Trump will sign bill to end shutdown, but it doesn't include border wall money

The president and congressional leaders have reached an agreement to reopen the government without funds for Trump's proposed border wall.


WASHINGTON, D.C., USA — President Donald Trump announced Friday he will support a plan to reopen the government without funds for a border wall.

Congressional leaders and the president reached an agreement to temporarily reopen the government and to continue discussions on Trump's demand for funds for a wall along the U.S.-Mexico border.

The agreement means the government would reopen closed departments for three weeks while talks continue for Trump's request for $5.7 billion for border security.

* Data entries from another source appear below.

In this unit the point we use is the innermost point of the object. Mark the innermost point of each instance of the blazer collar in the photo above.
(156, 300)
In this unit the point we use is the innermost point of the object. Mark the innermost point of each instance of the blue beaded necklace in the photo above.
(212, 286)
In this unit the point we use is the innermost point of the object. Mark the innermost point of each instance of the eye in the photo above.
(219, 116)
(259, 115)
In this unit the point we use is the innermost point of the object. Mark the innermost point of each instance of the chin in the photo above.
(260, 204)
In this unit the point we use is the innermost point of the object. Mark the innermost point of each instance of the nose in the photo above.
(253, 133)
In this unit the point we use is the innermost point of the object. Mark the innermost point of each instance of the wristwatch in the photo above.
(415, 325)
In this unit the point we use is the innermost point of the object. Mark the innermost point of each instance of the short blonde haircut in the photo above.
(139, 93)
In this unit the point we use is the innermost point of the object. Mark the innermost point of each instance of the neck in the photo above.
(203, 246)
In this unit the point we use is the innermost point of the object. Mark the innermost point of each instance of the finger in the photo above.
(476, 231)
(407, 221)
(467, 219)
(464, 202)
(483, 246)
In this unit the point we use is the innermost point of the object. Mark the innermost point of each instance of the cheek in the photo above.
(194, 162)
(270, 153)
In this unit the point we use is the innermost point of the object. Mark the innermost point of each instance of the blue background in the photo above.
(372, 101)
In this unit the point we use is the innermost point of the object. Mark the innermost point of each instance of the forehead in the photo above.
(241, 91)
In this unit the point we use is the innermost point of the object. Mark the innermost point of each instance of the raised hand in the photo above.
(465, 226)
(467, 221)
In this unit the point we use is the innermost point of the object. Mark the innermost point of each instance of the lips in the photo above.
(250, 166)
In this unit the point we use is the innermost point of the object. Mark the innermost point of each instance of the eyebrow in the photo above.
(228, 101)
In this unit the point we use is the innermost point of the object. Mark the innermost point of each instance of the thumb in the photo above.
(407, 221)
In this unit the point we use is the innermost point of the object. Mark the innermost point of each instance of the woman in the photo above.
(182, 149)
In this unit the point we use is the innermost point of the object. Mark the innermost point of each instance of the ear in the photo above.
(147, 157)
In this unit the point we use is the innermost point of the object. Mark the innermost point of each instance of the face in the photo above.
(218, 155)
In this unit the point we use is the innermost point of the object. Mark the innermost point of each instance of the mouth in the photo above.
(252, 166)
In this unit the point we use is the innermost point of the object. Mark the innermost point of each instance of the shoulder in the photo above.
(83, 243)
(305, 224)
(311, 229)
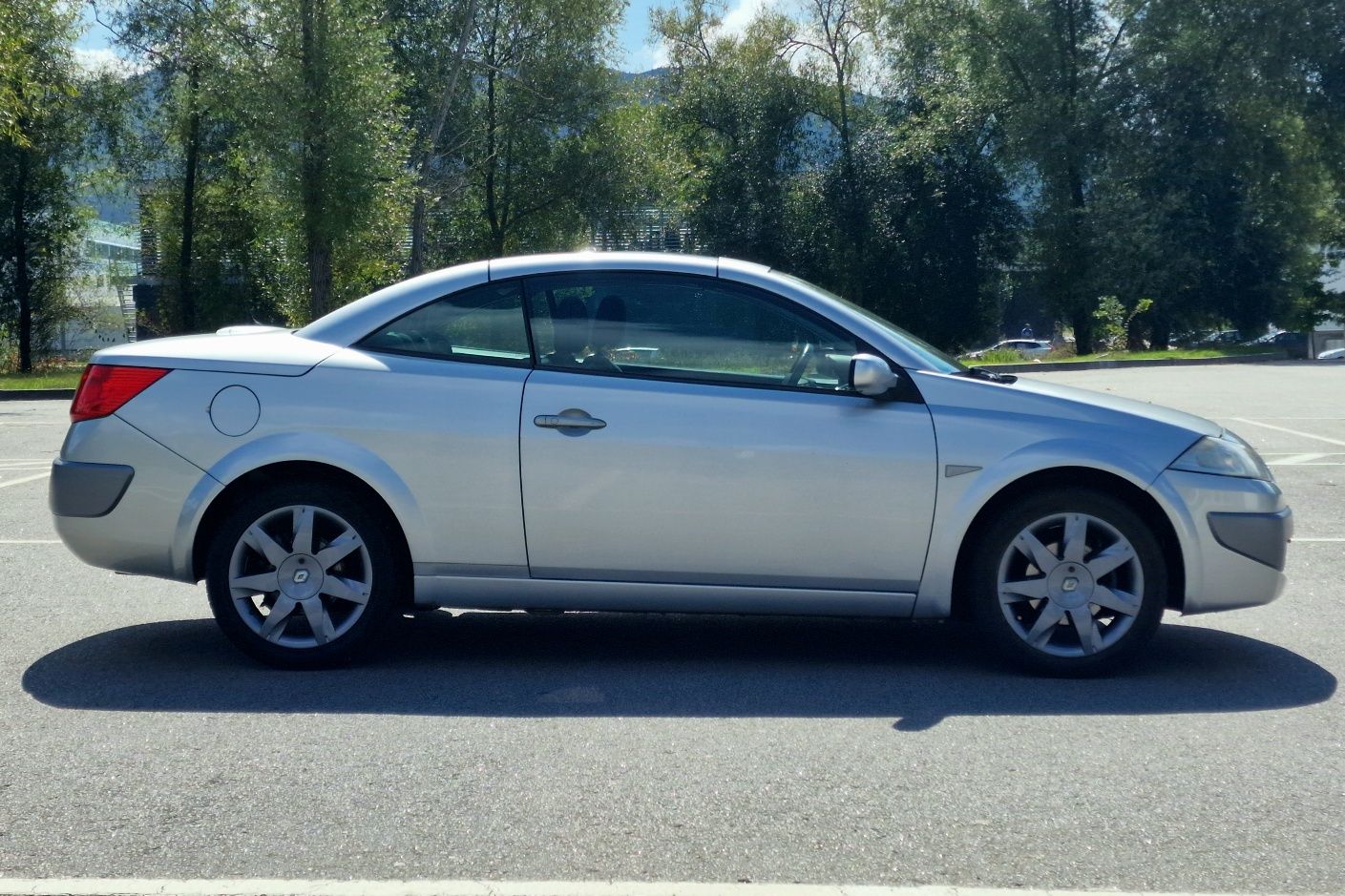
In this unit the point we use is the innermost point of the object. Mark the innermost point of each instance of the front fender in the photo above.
(286, 447)
(963, 496)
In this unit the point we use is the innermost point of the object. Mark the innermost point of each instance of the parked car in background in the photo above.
(1025, 347)
(1292, 344)
(756, 446)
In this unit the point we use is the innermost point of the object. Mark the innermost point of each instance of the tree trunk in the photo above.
(186, 291)
(416, 264)
(314, 154)
(22, 282)
(493, 213)
(418, 219)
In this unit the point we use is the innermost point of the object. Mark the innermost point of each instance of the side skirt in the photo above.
(486, 593)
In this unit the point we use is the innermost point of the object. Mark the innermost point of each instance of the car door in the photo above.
(690, 430)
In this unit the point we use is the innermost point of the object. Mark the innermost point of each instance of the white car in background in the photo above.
(1029, 348)
(650, 432)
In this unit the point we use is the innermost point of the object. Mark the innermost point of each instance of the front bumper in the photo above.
(1233, 535)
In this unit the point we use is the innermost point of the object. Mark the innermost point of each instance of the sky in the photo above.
(637, 52)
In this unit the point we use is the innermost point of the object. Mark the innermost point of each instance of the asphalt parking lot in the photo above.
(602, 747)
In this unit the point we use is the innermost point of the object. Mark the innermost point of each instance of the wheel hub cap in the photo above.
(1069, 586)
(300, 577)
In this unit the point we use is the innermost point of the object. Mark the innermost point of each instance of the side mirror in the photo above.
(871, 376)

Trump spoke from the Rose Garden of the White House Friday afternoon saying that he will sign a bill to reopen the federal government for three weeks. He's also asking Senate Majority Leader Mitch McConnell to put the bill up for a vote immediately.

"I have a very powerful alternative, but I didn't want to use it at this time," Trump said, referencing his threat to declare a national emergency.

Trump also spent time thanking furloughed federal employees and those who have gone without pay for more than a month saying, "You are fantastic people; you are incredible patriots."

The president said once the government reopens, they will make sure all employees will get back pay "very quickly or as soon as possible."

The bill will keep the government open for the next three weeks -- until Feb. 15.

The partial government shutdown hit day 35 on Friday with about 800,000 federal workers missing another paycheck. The announcement to reopen to government came hours after severe staffing shortages at air traffic control centers temporarily halted flights in and out of New York's LaGuardia Airport.

Staffing shortages amid the shutdown also delayed flights to other airports nationwide, including Tampa International Airport.

At the White House Thursday, Trump told reporters he would support a "reasonable agreement" to reopen the government. He also suggested he wanted a "prorated down payment" for his long-sought border wall with Mexico.